Do you have Navient as your student loan servicer? Are you happy with them, do they do a good job? Most of our clients despise Navient, and much of what Navient does may actually be illegal. The CFPB filed a lawsuit against them yesterday alleging consumer law violations under the Fair Credit Reporting Act and the Fair Debt Collection Practices Act. We file similar cases against Navient for all kinds of violations: calling a cell phone without permission, providing incorrect information about repayment options, steering clients toward forbearance, providing erroneous information on collection letters, not providing information about discharge of federal loan program such as the new Defense to Repayment are some of the most common grounds we are seeing out there.
ABC Action News ran a story tonight about one of our client’s experiences with Navient.

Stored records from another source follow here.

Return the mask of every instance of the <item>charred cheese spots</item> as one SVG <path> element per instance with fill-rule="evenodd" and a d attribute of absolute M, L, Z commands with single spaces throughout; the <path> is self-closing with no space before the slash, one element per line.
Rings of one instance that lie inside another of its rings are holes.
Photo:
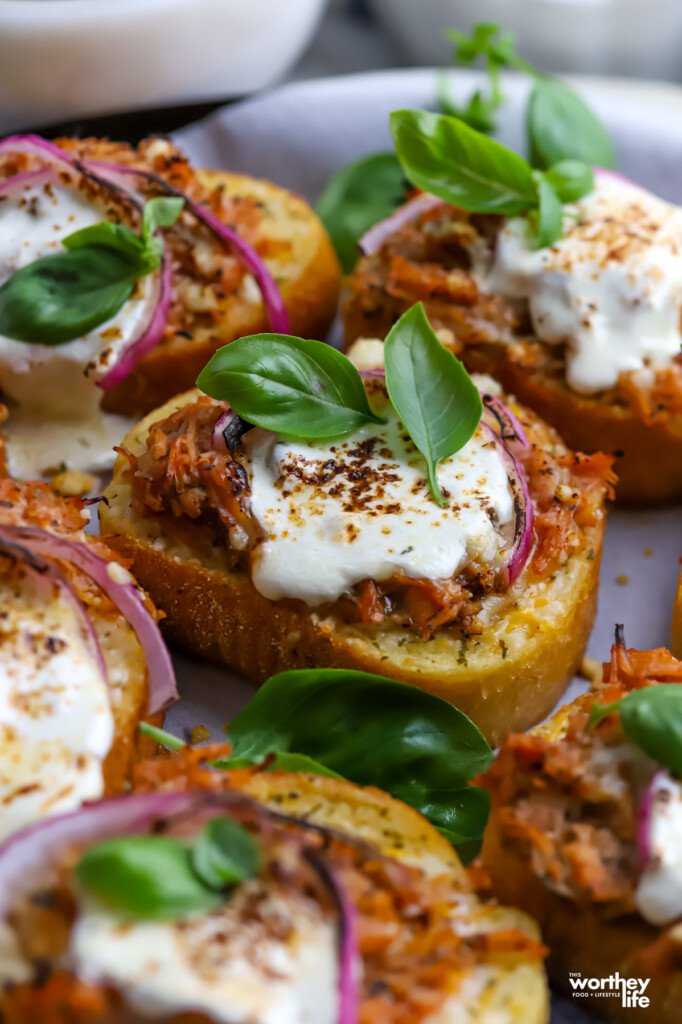
<path fill-rule="evenodd" d="M 0 557 L 0 839 L 102 796 L 114 718 L 81 628 L 49 581 Z"/>
<path fill-rule="evenodd" d="M 252 552 L 255 587 L 271 600 L 334 601 L 363 580 L 449 580 L 465 566 L 502 566 L 514 515 L 498 449 L 479 427 L 438 466 L 441 509 L 424 460 L 372 382 L 385 419 L 334 441 L 246 434 L 251 512 L 263 535 Z"/>
<path fill-rule="evenodd" d="M 566 381 L 594 393 L 624 372 L 670 366 L 682 335 L 682 210 L 616 176 L 565 208 L 564 234 L 534 247 L 524 218 L 502 229 L 481 288 L 527 299 L 535 333 L 566 346 Z"/>
<path fill-rule="evenodd" d="M 188 921 L 124 923 L 85 904 L 71 953 L 83 981 L 125 991 L 145 1019 L 194 1011 L 224 1024 L 335 1024 L 336 943 L 317 903 L 254 880 Z"/>
<path fill-rule="evenodd" d="M 25 188 L 0 203 L 0 284 L 15 270 L 63 251 L 61 239 L 103 220 L 126 222 L 129 210 L 109 191 L 81 180 Z M 96 380 L 141 333 L 154 275 L 136 282 L 119 312 L 89 334 L 61 345 L 0 337 L 0 391 L 10 417 L 4 428 L 12 475 L 27 479 L 61 464 L 75 470 L 113 463 L 112 446 L 128 429 L 125 417 L 103 414 Z M 49 429 L 45 420 L 50 420 Z"/>

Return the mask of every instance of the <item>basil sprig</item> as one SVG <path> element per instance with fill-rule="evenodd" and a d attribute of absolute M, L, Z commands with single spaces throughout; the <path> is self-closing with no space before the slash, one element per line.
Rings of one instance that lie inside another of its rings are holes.
<path fill-rule="evenodd" d="M 547 174 L 534 171 L 522 157 L 457 118 L 406 110 L 391 114 L 390 124 L 413 184 L 475 213 L 534 213 L 540 248 L 561 238 L 561 197 L 580 199 L 593 186 L 587 165 L 562 161 Z"/>
<path fill-rule="evenodd" d="M 61 345 L 111 319 L 135 282 L 158 269 L 163 241 L 156 237 L 180 214 L 184 200 L 152 199 L 142 234 L 103 221 L 61 240 L 66 252 L 27 264 L 0 287 L 0 336 L 36 345 Z"/>
<path fill-rule="evenodd" d="M 436 466 L 460 451 L 480 420 L 480 395 L 462 364 L 438 342 L 421 303 L 386 339 L 386 387 L 403 426 L 426 460 L 431 494 L 446 502 Z M 356 368 L 321 341 L 257 334 L 225 345 L 197 385 L 228 401 L 247 423 L 291 437 L 341 437 L 382 423 L 370 409 Z"/>
<path fill-rule="evenodd" d="M 283 672 L 230 723 L 227 739 L 232 753 L 217 767 L 274 754 L 272 768 L 384 790 L 453 845 L 482 836 L 487 793 L 468 783 L 489 766 L 493 751 L 463 712 L 416 686 L 345 669 Z"/>
<path fill-rule="evenodd" d="M 682 685 L 645 686 L 605 707 L 594 703 L 588 728 L 614 712 L 620 713 L 628 739 L 656 764 L 682 777 Z"/>
<path fill-rule="evenodd" d="M 407 182 L 394 153 L 372 153 L 337 171 L 315 212 L 332 240 L 344 273 L 357 262 L 357 243 L 373 224 L 404 201 Z"/>
<path fill-rule="evenodd" d="M 460 360 L 440 344 L 421 302 L 391 329 L 384 361 L 393 408 L 426 460 L 431 494 L 446 508 L 436 467 L 464 447 L 478 426 L 483 412 L 478 388 Z"/>
<path fill-rule="evenodd" d="M 598 167 L 615 165 L 608 133 L 594 112 L 565 82 L 544 75 L 519 57 L 511 33 L 502 34 L 499 25 L 481 24 L 470 36 L 455 31 L 447 36 L 455 43 L 455 62 L 471 66 L 481 59 L 488 85 L 486 90 L 474 92 L 467 105 L 460 105 L 442 80 L 438 98 L 443 113 L 461 118 L 478 131 L 494 132 L 495 115 L 506 99 L 500 72 L 512 68 L 532 79 L 526 133 L 534 167 L 546 171 L 562 160 L 579 160 Z"/>
<path fill-rule="evenodd" d="M 97 843 L 76 876 L 100 902 L 135 918 L 177 920 L 218 906 L 226 891 L 254 878 L 260 847 L 231 818 L 213 818 L 194 842 L 128 836 Z"/>

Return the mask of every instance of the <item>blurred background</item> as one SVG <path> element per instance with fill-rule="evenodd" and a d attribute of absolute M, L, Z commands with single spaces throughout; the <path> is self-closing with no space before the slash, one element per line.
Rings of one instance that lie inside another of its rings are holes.
<path fill-rule="evenodd" d="M 443 30 L 488 20 L 543 70 L 682 81 L 682 0 L 0 0 L 0 130 L 170 131 L 287 80 L 446 66 Z"/>

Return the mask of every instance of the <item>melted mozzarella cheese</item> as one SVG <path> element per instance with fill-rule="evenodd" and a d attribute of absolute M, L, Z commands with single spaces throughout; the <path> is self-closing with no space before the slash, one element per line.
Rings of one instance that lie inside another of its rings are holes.
<path fill-rule="evenodd" d="M 72 605 L 32 569 L 0 575 L 0 839 L 102 796 L 109 690 Z"/>
<path fill-rule="evenodd" d="M 501 562 L 499 527 L 511 521 L 513 503 L 488 436 L 479 427 L 439 464 L 447 497 L 441 509 L 422 456 L 378 383 L 372 400 L 385 424 L 332 443 L 246 435 L 251 510 L 264 535 L 251 568 L 265 597 L 315 605 L 361 580 L 447 580 L 465 565 Z"/>
<path fill-rule="evenodd" d="M 121 216 L 121 210 L 114 211 Z M 62 251 L 61 239 L 108 219 L 100 200 L 77 186 L 29 184 L 0 204 L 0 284 L 42 256 Z M 40 476 L 113 465 L 112 441 L 131 425 L 101 413 L 96 379 L 140 333 L 152 276 L 137 282 L 130 299 L 100 327 L 62 345 L 33 345 L 0 336 L 0 390 L 10 410 L 4 428 L 10 472 Z M 52 420 L 47 426 L 46 421 Z"/>
<path fill-rule="evenodd" d="M 142 1016 L 204 1013 L 225 1024 L 334 1024 L 337 944 L 316 903 L 239 888 L 210 914 L 122 922 L 84 904 L 72 931 L 78 976 L 112 985 Z"/>
<path fill-rule="evenodd" d="M 621 373 L 680 353 L 682 209 L 637 185 L 597 177 L 551 248 L 534 248 L 525 218 L 513 218 L 492 266 L 472 255 L 482 287 L 527 299 L 538 337 L 565 343 L 576 391 L 611 388 Z"/>
<path fill-rule="evenodd" d="M 653 782 L 649 857 L 637 886 L 639 912 L 651 925 L 682 918 L 682 785 L 667 772 Z"/>

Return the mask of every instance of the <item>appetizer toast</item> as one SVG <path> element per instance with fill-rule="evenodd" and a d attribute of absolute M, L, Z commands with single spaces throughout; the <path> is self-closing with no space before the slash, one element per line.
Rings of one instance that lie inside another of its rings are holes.
<path fill-rule="evenodd" d="M 553 983 L 614 1021 L 679 1020 L 680 783 L 654 760 L 665 738 L 647 757 L 641 732 L 638 742 L 624 734 L 615 701 L 680 682 L 682 664 L 667 650 L 627 650 L 621 639 L 603 684 L 509 736 L 477 779 L 491 791 L 481 856 L 493 891 L 539 922 Z M 613 713 L 591 725 L 595 703 Z M 664 712 L 673 730 L 676 714 Z M 621 983 L 604 997 L 570 980 L 619 975 L 641 979 L 648 1002 L 628 1005 Z"/>
<path fill-rule="evenodd" d="M 368 236 L 345 344 L 385 337 L 421 300 L 467 369 L 499 380 L 570 447 L 619 454 L 619 500 L 672 501 L 682 495 L 682 215 L 610 175 L 567 209 L 576 226 L 537 251 L 520 218 L 418 196 Z"/>
<path fill-rule="evenodd" d="M 58 1005 L 78 1012 L 82 1024 L 130 1013 L 169 1024 L 195 1017 L 207 1024 L 544 1024 L 544 948 L 535 925 L 481 903 L 428 822 L 347 782 L 221 775 L 200 766 L 219 753 L 209 748 L 140 766 L 135 793 L 113 802 L 109 815 L 105 803 L 80 815 L 78 839 L 69 829 L 60 839 L 58 823 L 49 850 L 47 830 L 42 843 L 34 836 L 42 855 L 2 906 L 17 953 L 1 969 L 8 1021 L 29 1024 Z M 212 895 L 197 881 L 182 907 L 164 902 L 161 885 L 141 915 L 126 916 L 135 894 L 121 889 L 125 871 L 118 886 L 102 876 L 112 856 L 125 866 L 126 843 L 144 844 L 143 894 L 158 884 L 155 847 L 168 849 L 180 836 L 206 884 L 197 858 L 218 828 L 230 837 L 223 849 L 231 848 L 239 879 L 227 888 L 213 879 Z M 2 854 L 0 871 L 8 874 Z M 59 867 L 61 897 L 38 923 L 32 890 L 55 892 Z M 67 920 L 65 898 L 73 901 Z M 40 981 L 31 969 L 38 944 Z"/>
<path fill-rule="evenodd" d="M 383 387 L 376 379 L 374 386 Z M 572 455 L 538 417 L 513 408 L 530 438 L 519 458 L 535 507 L 536 547 L 513 585 L 499 582 L 487 596 L 457 590 L 438 597 L 428 581 L 411 587 L 409 579 L 390 599 L 383 597 L 385 585 L 371 580 L 353 589 L 352 603 L 310 607 L 265 596 L 216 517 L 223 499 L 201 466 L 229 462 L 210 445 L 225 406 L 199 391 L 173 399 L 127 435 L 99 510 L 101 529 L 163 608 L 171 642 L 256 682 L 312 666 L 391 676 L 451 700 L 497 742 L 514 723 L 522 728 L 548 714 L 581 662 L 596 610 L 610 479 L 610 460 Z M 193 454 L 182 468 L 179 452 Z M 229 502 L 229 490 L 223 496 Z M 384 532 L 399 525 L 399 514 L 387 517 Z M 319 557 L 332 559 L 333 548 Z M 302 593 L 296 572 L 308 579 L 315 570 L 310 564 L 290 571 L 283 586 L 294 596 Z M 367 571 L 360 565 L 360 579 Z"/>
<path fill-rule="evenodd" d="M 88 517 L 45 483 L 0 480 L 3 837 L 125 788 L 152 750 L 140 719 L 175 692 L 156 611 Z"/>

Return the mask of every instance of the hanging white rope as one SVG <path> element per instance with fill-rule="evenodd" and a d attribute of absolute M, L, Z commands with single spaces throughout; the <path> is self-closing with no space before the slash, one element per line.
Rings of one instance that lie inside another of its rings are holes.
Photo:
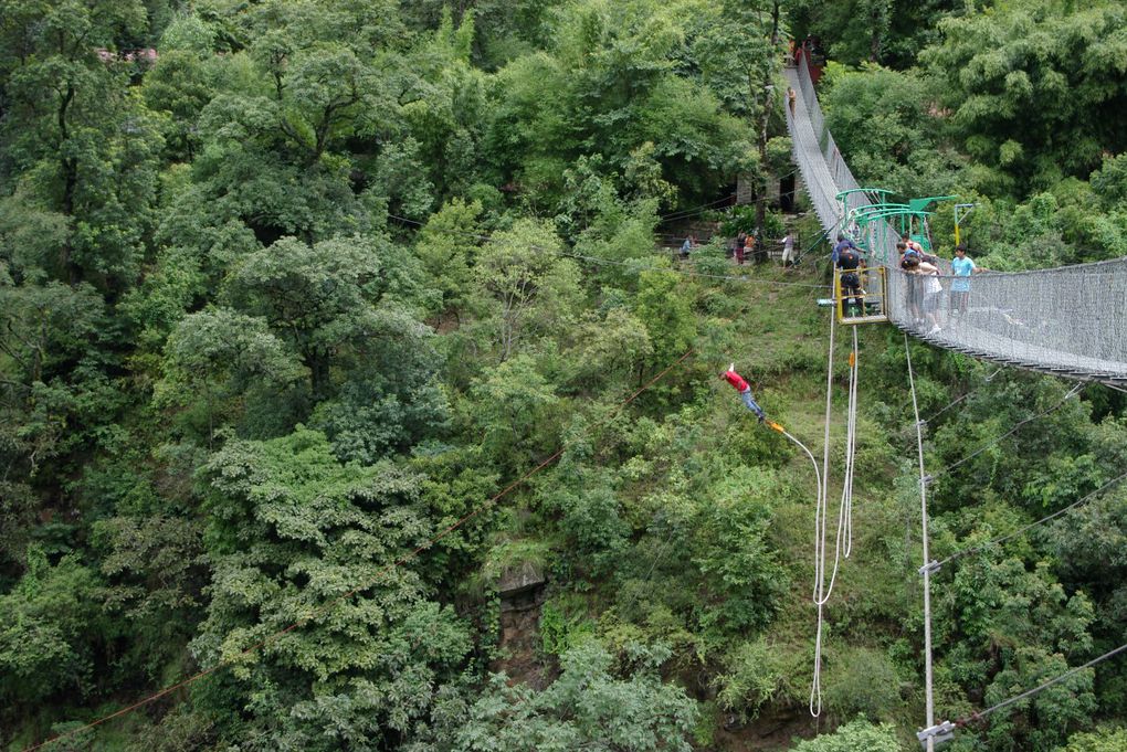
<path fill-rule="evenodd" d="M 810 682 L 810 715 L 822 715 L 822 633 L 825 624 L 825 575 L 826 575 L 826 518 L 829 510 L 826 496 L 829 489 L 829 418 L 834 395 L 834 339 L 837 333 L 837 317 L 829 316 L 829 348 L 826 357 L 826 414 L 822 440 L 822 475 L 818 478 L 818 494 L 814 510 L 814 605 L 818 611 L 814 635 L 814 678 Z M 813 455 L 811 455 L 813 456 Z"/>
<path fill-rule="evenodd" d="M 858 344 L 857 326 L 853 328 L 853 351 L 850 353 L 849 371 L 849 406 L 845 419 L 845 477 L 842 481 L 842 496 L 837 507 L 837 532 L 834 539 L 834 569 L 829 573 L 829 583 L 820 599 L 814 602 L 816 606 L 824 606 L 829 602 L 829 597 L 834 592 L 834 584 L 837 582 L 837 572 L 841 570 L 843 558 L 849 558 L 853 552 L 853 458 L 857 449 L 857 388 L 858 388 Z M 828 481 L 828 478 L 825 478 Z M 822 548 L 825 550 L 825 528 L 829 513 L 829 489 L 828 482 L 824 482 L 822 490 Z M 823 564 L 823 567 L 825 565 Z"/>

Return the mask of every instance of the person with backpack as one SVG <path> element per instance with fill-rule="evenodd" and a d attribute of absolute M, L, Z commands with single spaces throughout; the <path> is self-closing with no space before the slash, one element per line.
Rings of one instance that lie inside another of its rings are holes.
<path fill-rule="evenodd" d="M 763 408 L 761 408 L 758 403 L 755 402 L 755 397 L 752 396 L 752 385 L 748 384 L 743 376 L 736 373 L 736 364 L 728 366 L 728 370 L 720 374 L 720 378 L 731 384 L 731 386 L 739 392 L 739 399 L 744 401 L 744 405 L 755 413 L 761 423 L 766 420 L 767 415 L 763 412 Z"/>

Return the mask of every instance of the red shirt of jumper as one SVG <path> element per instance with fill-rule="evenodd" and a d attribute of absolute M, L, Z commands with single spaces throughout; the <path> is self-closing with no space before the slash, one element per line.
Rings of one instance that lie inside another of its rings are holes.
<path fill-rule="evenodd" d="M 736 391 L 739 393 L 743 393 L 745 390 L 751 388 L 747 382 L 744 381 L 744 377 L 734 370 L 724 371 L 724 377 L 727 379 L 729 384 L 735 386 Z"/>

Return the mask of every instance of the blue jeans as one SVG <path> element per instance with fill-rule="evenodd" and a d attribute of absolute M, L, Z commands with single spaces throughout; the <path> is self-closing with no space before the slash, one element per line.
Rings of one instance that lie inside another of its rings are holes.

Click the story link or cut and paste the following in your browser to view: http://www.abcactionnews.com/news/region-tampa/lawsuit-filed-against-student-loan-servicer-navient-could-benefit-millions-of-borrowers. I am interviewed as well about how Navient steers people into forbearances only to leave them with more to pay later.
The short story is that this client has tried to pay her loans and has inquired repeatedly of Navient to send her information about the income based payment plan. Despite having spent hours on hold to confirm her address (triple checked), email and fax number, she’s still not received the info – since early last Summer. In the meantime, Navient is pushing forbearance. Forbearance sounds great, zero payments for a while, but the loan balance quickly goes up as interest is capitalized and the compounding effect of interest takes hold. Paying interest on interest is a quick way to bankruptcy. Although not in the case of student loans because it remains difficult to discharge student loans in bankruptcy. So indentured servitude is the more likely outcome.